35.200, Review: Explainable Natural Language Processing: Søgaard (2021)

Tue Jan 16 16:05:04 UTC 2024

LINGUIST List: Vol-35-200. Tue Jan 16 2024. ISSN: 1069 - 4875.

Subject: 35.200, Review: Explainable Natural Language Processing: Søgaard (2021)

Moderators: Malgorzata E. Cavar, Francis Tyers (linguist at linguistlist.org)
Managing Editor: Justin Fuller
Team: Helen Aristar-Dry, Steven Franks, Everett Green, Daniel Swanson, Maria Lucero Guillen Puon, Zackary Leech, Lynzie Coburn, Natasha Singh, Erin Steitz
Jobs: jobs at linguistlist.org | Conferences: callconf at linguistlist.org | Pubs: pubs at linguistlist.org

Homepage: http://linguistlist.org

Please support the LL editors and operation with a donation at:
           https://funddrive.linguistlist.org/donate/

Editor for this issue: Justin Fuller <justin at linguistlist.org>
================================================================

Date: 16-Jan-2024
From: Viatcheslav Yatsko [iatsko at gmail.com]
Subject: Computational Linguistics: Søgaard (2021)

Book announced at https://linguistlist.org/issues/32.3671

AUTHOR: Anders Søgaard
TITLE: Explainable Natural Language Processing
SERIES TITLE: Synthesis Lectures on Human Language Technologies
PUBLISHER: Morgan & Claypool Publishers
YEAR: 2021

REVIEWER: Viatcheslav Yatsko

SUMMARY

This book focuses on a new subfield of NLP that has been intensely
developing during the last decade. Wide use of neural networks and
deep learning models that apply black box techniques gave rise to
Explainable Natural Language Processing that aims at explaining to the
user how the system obtained the given result, which is important for
building trust in the system's functioning and getting important
feedback for improving its quality [1]. The author of the book
presents a taxonomy of approaches to explainable NLP to accelerate
progress in this emerging subfield.

The book comprises the Introduction (the author also calls it "Chapter
1") and twelve chapters, as well as links to programming resources
(Chapter 13), and an extensive bibliography that includes references
to the works dealing with the subfield's problems.

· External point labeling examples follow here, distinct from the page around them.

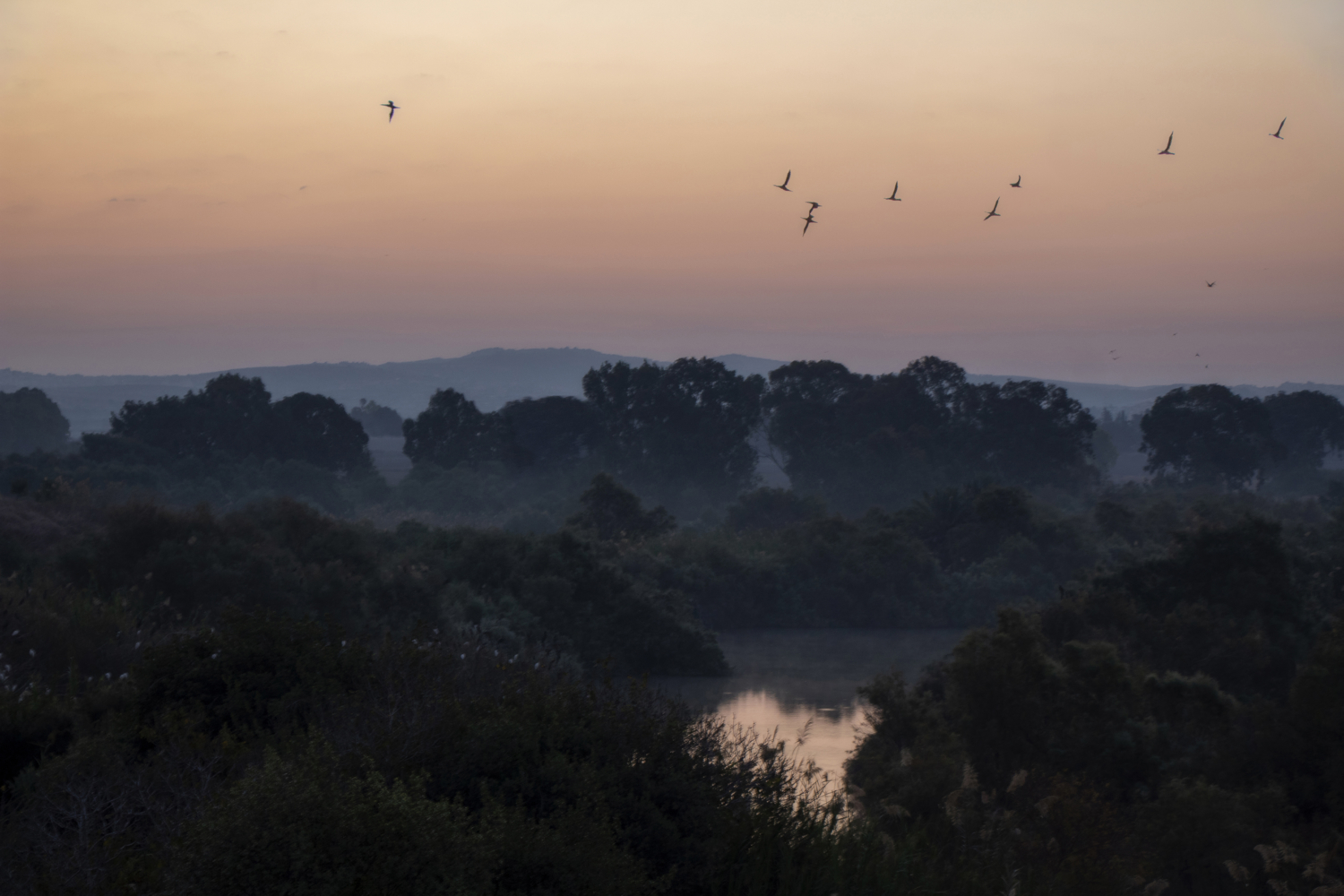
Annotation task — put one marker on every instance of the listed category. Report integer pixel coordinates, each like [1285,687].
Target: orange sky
[191,185]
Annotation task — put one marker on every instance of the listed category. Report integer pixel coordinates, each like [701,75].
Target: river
[785,677]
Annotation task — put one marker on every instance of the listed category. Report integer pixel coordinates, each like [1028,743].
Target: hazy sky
[191,185]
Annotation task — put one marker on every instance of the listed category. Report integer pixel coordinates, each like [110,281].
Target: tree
[231,414]
[553,430]
[804,406]
[1032,435]
[376,418]
[1207,435]
[234,417]
[317,430]
[1308,426]
[452,430]
[612,512]
[881,441]
[30,421]
[682,426]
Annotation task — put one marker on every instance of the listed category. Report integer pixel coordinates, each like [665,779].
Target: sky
[193,185]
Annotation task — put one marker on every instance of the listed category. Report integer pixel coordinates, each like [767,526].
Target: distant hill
[489,378]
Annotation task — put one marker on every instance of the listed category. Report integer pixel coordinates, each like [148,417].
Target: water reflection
[782,678]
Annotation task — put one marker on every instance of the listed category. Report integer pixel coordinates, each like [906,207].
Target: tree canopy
[862,441]
[30,421]
[685,426]
[234,417]
[1207,435]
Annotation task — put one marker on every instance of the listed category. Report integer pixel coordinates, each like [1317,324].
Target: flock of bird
[994,212]
[809,220]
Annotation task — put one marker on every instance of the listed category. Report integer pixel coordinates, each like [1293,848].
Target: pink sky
[194,185]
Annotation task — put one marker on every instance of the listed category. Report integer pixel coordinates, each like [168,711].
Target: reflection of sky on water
[781,678]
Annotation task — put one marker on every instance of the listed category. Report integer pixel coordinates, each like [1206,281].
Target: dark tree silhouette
[231,414]
[1308,426]
[376,419]
[317,430]
[30,421]
[452,430]
[806,408]
[1032,433]
[612,513]
[879,441]
[234,417]
[553,430]
[676,427]
[1207,435]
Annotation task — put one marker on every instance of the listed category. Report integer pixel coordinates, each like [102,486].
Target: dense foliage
[1175,721]
[31,422]
[234,417]
[1209,435]
[376,418]
[863,441]
[254,696]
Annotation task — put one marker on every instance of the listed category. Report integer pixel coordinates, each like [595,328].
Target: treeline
[688,435]
[274,700]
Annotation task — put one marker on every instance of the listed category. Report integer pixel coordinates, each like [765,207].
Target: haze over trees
[1209,435]
[375,418]
[31,422]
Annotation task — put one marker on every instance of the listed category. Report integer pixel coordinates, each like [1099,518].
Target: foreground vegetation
[276,700]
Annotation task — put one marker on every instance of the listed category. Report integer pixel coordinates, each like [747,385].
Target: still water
[784,677]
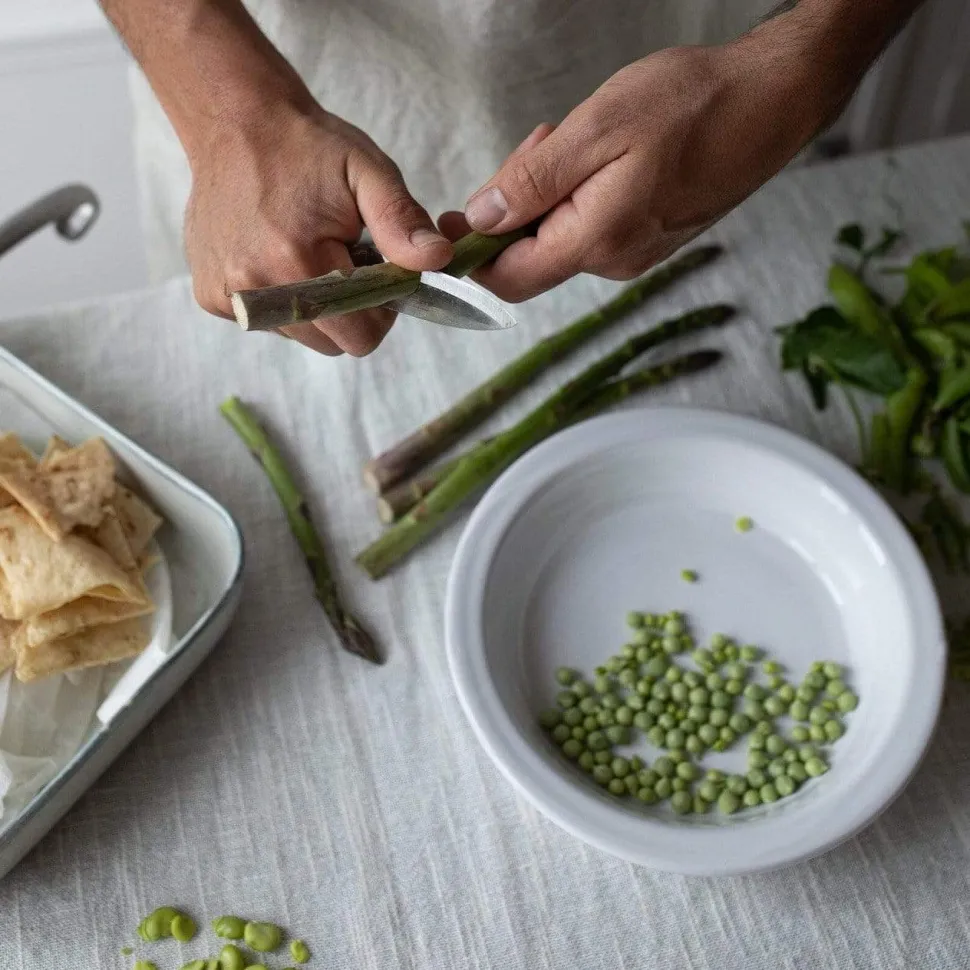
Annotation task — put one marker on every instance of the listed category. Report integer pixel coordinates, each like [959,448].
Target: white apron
[446,87]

In the Introduction the author shows the importance of taxonomies for
structuring the newly formed subfield and also reviews existing
approaches to Explainable NLP. He distinguishes between two main types
of explanation methods, viz. local-global and forward-backward. Local
methods are typically interested in behavior on specific samples;
global methods typically train new parameters on larger samples to
evaluate the learned representations globally. Local methods are often
used to explain the motivation behind critical decisions, (e.g., why a
customer was assessed as high risk), whereas global methods are used
to characterize biases in models and evaluate their robustness.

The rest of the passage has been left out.